A woman was in labor for 2 full days
before her ObGyn performed a cesarean delivery. The child was born with abnormal Apgar scores and had seizures. Imaging studies revealed brain damage. She received a diagnosis of cerebral palsy.

PARENTS’ CLAIM The parents first requested cesarean delivery early on the second day, but the ObGyn allowed labor to progress. When the fetal heart-rate monitor showed signs of fetal distress 3 hours later, the parents made a second request; the ObGyn continued with vaginal delivery. The child was ultimately born by cesarean delivery. Her brain damage was caused by lack of oxygen from failure to perform an earlier cesarean delivery.

DEFENDANTS’ DEFENSE The case was settled during the trial.

VERDICT A $4.25 million Massachusetts settlement was reached.

A 33-year-old woman gave birth via cesarean delivery performed by her ObGyn. During the procedure, the patient’s bladder was lacerated and the injury was immediately repaired. The patient reports occasional urinary incontinence and pain.

PATIENT’S CLAIM The ObGyn should have anticipated that the bladder would be shifted because of the patient’s previous cesarean delivery.

PHYSICIAN’S DEFENSE The injury is a known risk of the procedure. The patient had developed adhesions that caused the bladder to become displaced. She does not suffer permanent residual effects from the injury.

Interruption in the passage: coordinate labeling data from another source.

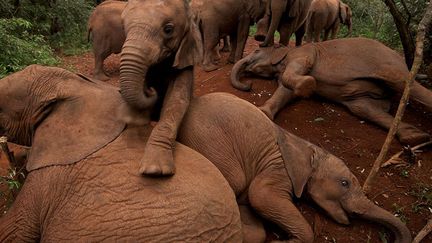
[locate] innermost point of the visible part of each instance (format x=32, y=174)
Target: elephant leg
x=226, y=45
x=271, y=199
x=279, y=99
x=210, y=40
x=300, y=34
x=100, y=57
x=253, y=229
x=376, y=111
x=158, y=159
x=233, y=42
x=242, y=35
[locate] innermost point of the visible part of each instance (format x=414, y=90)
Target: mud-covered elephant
x=286, y=16
x=267, y=167
x=83, y=183
x=327, y=15
x=217, y=19
x=105, y=29
x=359, y=73
x=156, y=71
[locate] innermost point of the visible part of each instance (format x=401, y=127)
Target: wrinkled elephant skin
x=359, y=73
x=156, y=72
x=83, y=183
x=326, y=15
x=105, y=29
x=267, y=166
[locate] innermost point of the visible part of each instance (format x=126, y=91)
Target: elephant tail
x=422, y=95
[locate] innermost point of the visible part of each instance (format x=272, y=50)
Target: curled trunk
x=236, y=73
x=368, y=210
x=133, y=87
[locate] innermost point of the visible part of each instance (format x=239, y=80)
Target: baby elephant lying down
x=267, y=166
x=359, y=73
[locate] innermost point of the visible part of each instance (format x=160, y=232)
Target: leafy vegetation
x=31, y=31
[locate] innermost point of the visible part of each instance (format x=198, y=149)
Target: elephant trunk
x=236, y=73
x=366, y=209
x=133, y=71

VERDICT A $125,000 New York verdict was returned.

Related article: 10 practical, evidence-based recommendations for improving maternal outcomes of cesarean delivery. Baha M. Sibai (March 2012)

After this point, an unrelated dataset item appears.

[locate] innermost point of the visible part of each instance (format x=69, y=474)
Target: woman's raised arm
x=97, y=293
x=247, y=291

Parents sought prenatal genetic testing
to determine if their fetus had a specific genetic condition because the father carries a rare chromosomal abnormality called an unbalanced chromosome translocation. This defect can only be identified if the laboratory is told precisely where to look for the specific translocation; it is not detected on routine prenatal genetic testing. After testing, the parents were told that the fetus did not have the chromosomal abnormality.

The child was born with the condition for which testing was sought, resulting in severe physical and cognitive impairments and multiple physical abnormalities. He will require 24-hour care for life.